# taz.de -- Gangsterjagd in Jamaika: 60 Tote bei Sturm auf Armenviertel
       
       > Der wegen Drogenhandels gesuchte Unterweltboss Dudus Coke konnte bisher
       > nicht verhaftet werden. Stattdessen geriet die Polizeiaktion in der
       > Hauptstadt Kingston zu einem Blutbad.
       
 (IMG) Bild: Ein bei den Unruhen verwundeter Mann wird ins staatliche Krankenhaus von Kingston eingeliefert.
       
       SANTO DOMINGO taz | Bei der Erstürmung eines Armenstadtteils durch die
       Polizei sind in der jamaikanischen Hauptstadt Kingston am Montag und
       Dienstag mindestens 60 Personen getötet worden, darunter eine große Zahl
       von Zivilisten. Mehr als 1.000 Soldaten und Mitglieder von Polizeieinheiten
       hatten am Montag Tivoli Gardens gestürmt, wo sich der wegen Drogen- und
       Waffenhandels gesuchte Christopher „Dudus“ Coke verschanzt hatte.
       
       Auch am Dienstag waren nach Zeitungsberichten aus Kingston noch Explosionen
       und Schusswechsel zu hören. Coke soll nach einer Gerichtsentscheidung an
       die USA ausgeliefert werden. Ihm wird vorgeworfen, Chef einer kriminellen
       Bande in der Karibik zu sein und den US-amerikanischen Markt mit Drogen zu
       versorgen.
       
       Die Auseinandersetzungen hatten in der vergangenen Woche begonnen, als die
       jamaikanischen Justizbehörden dem US-Auslieferungsersuchen statt gaben und
       die Inhaftierung des 41-jährigen Veranstaltungsorganisatoren anordneten.

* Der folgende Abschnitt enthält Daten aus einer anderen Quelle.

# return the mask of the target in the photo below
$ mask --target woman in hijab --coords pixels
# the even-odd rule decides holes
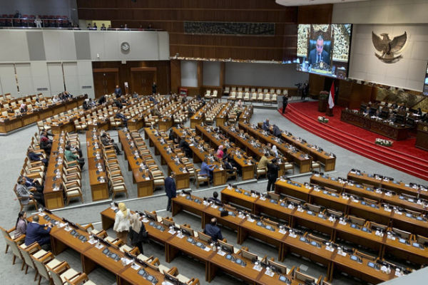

       Daraufhin hatten Bewohner des Stadtviertels die Zufahrtswege mit Barrikaden
       abgeriegelt, um „Dude“ Coke zu verteidigen, den sie als einen modernen
       Robin Hood verehren. Am Wochenende hatten Stadtteil-Bewohner dann mehrere
       Polizeistationen beschossen.
       
       Aus einem Revier mussten die Polizeikräfte mit Sondereinheiten evakuiert
       werden, nachdem ihnen die Munition ausgegangen war. Die Polizeistation
       wurde in Brand gesteckt. Die Regierung des konservativen Premierministers
       Bruce Golding hatte daraufhin den Ausnahmezustand über Teile von Kingston
       und der angrenzenden westlichen Provinz verhängt.
       
       Am Montag begannen Spezialkommandos mit Räumgerät die zahlreichen
       Barrikaden in Tivoli Gardens zu durchbrechen. Zuvor war in den Stadtteilen,
       in denen sich vermutlich Mitglieder der „Duke“-Bande verschanzt hatten, der
       Strom abgestellt werden. Besonders in dem Stadtteil, in dem der Gesuchte
       sich versteckt halten soll, wurde die Polizei, wie Jamaikas Tageszeitungen
       unter Berufung auf Polizeiquellen berichten, unter Beschuss genommen. Die
       Sicherheitskräfte wiederum warfen aus Hubschraubern Tränengasgrananten ab
       und nach unbestätigten Berichten von Bewohnern der Gegend sogar auch
       Sprengsätze. Eine Frau berichtete von heftigem Gewehrfeuer und Explosionen.
       
       Nach Angaben von Hospitalmitarbeitern, auf die sich die Tageszeitung
       Gleaner beruft, waren unter den Getöteten mindestens vier Polizisten. Der
       Gleaner sprach von einer „blutigen Offensive“ gegen Tivoli Gardens, bei
       denen auch Kinder getötet worden sein sollen. Schon in der Vergangenheit
       war der jamaikanischen Polizeibehörde immer wieder vorgeworfen worden, dass
       sie bei Auseinadersetzungen mit Kriminellen oder vermeintlichen Straftätern
       mit harter Hand vorgeht und auch vor illegalen Hinrichtungen nicht
       zurückschreckt.
       
       Schon vor zwei Jahrzehnten hatte der Tod des Adoptivvaters des jetzt
       Gesuchten zu gewaltsamen Auseinandersetzungen auf der Reggaeinsel geführt.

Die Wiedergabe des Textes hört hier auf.